Member of the Maryland House of Delegates from the Montgomery County district
- In office 1971–1974 Serving with Devin J. Doolan, Laurence Levitan, S. Ruffin Maddox Jr., John S. McInerney, Donald B. Robertson, S. Frank Shore
- Preceded by: Edward J. Clarke, Daniel J. Cronin, Elaine Lady, Harry W. Lerch, John S. McInerney, David A. Scott, Horace K. Whalen
- Succeeded by: district changed

Personal details
- Born: February 28, 1943 Eau Claire, Wisconsin, U.S.
- Party: Democratic
- Spouse: Leigh Donnelley
- Education: Georgetown University (AB) American University (AM)
- Occupation: Politician; consultant;

= Woodrow M. Allen =

American politician (born 1943)

Woodrow M. Allen (born February 28, 1943) is a former American politician from Maryland.
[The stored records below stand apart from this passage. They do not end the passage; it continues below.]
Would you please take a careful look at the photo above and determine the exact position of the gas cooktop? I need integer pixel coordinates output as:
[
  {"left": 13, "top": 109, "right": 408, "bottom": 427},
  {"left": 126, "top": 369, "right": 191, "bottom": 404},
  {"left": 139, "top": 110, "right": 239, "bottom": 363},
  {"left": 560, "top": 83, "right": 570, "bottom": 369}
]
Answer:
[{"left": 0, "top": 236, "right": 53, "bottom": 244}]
He served as a member of the Maryland House of Delegates, representing Montgomery County from 1971 to 1974.

==Early life==
Woodrow M. Allen was born on February 28, 1943, in Eau Claire, Wisconsin, to Joseph N. Allen. He attended parochial schools in Eau Claire. He graduated from Regis High School in 1961. He graduated with a Bachelor of Arts from Georgetown University in 1965. He graduated with a Master of Arts from American University in 1967. While in college, Allen worked under Gaylord Nelson and volunteered for Senator Ted Kennedy.

==Career==
Allen was a Democrat. He served as a member of the Maryland House of Delegates, representing Montgomery County from 1971 to 1974. He worked on the campaigns of John F. Kennedy and Robert Kennedy.

As of 1970, he was director of public information and a congressional relations officer for World Federalists and the Coalition on National Priorities. He was a member of the Maryland Service Corps.

==Personal life==
Allen married Leigh Donnelley of Maryland. He lives in Bethesda.